I was crying near Le Drugstore in Paris and on my way back to my hotel when a man ambled toward me and asked if I knew the results of the Karpov-Kasparov chess match. It was just after midnight; my thirtieth birthday was minutes old. I’d come to Paris in an attempt to stop thinking about my ex-fiancé back in Philadelphia, who’d recently dumped me for my downstairs neighbor, a woman whose bedroom was directly below mine. A trip alone to France, I convinced myself, would be the perfect antidote: I’d have a birthday fling with a stranger and come home feeling flouncy and redeemed. But in four days of wandering the arrondissements, no eligible man had come near me, let alone flirted with me. Aside from this disheveled guy asking about a chess match, I’d barely talked to anyone, unless one counted the lingerie clerk in the shop where I’d bought a black underwire birthday bra, which was not magnifique, as the clerk had exclaimed, but was instead carving its way into my rib cage.

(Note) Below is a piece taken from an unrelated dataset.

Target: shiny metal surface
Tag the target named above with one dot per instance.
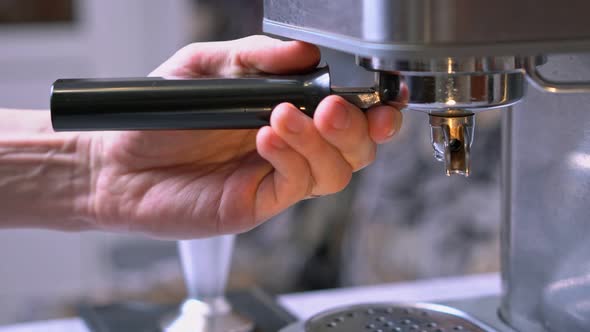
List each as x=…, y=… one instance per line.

“Karpov who? What chess match?” I said.

Wafts of Chanel and Obsession mingled in the mild autumn air above my wrists—I’d spent the day wandering through patisseries, museums, and perfumeries on the Left Bank, where the café tables buzzed with tourists, none of them hating Paris as much as I did. I could have been wrong in this, of course. The world, I knew, was filled with outwardly happy people whose interiors were as botulistic as mine, their synapses similarly overflowing with thoughts of former lovers in the arms of chesty, slim-kneed women named Hope or Faith or, in my case, Joy.

“Who’s Karpov?” I repeated, and tried to wipe my eyes without him noticing.

“Karpov, the Russian chess master; Kasparov, the challenging brat; the game that will show us whether determination or genius controls the destiny of man,” the stranger said. “You’re an American, I’m an American; this is perfect. You’re from New York, I know all about you. You buy me Le Monde, we’ll find out who won, then I’ll buy you wine and tell you about yourself.”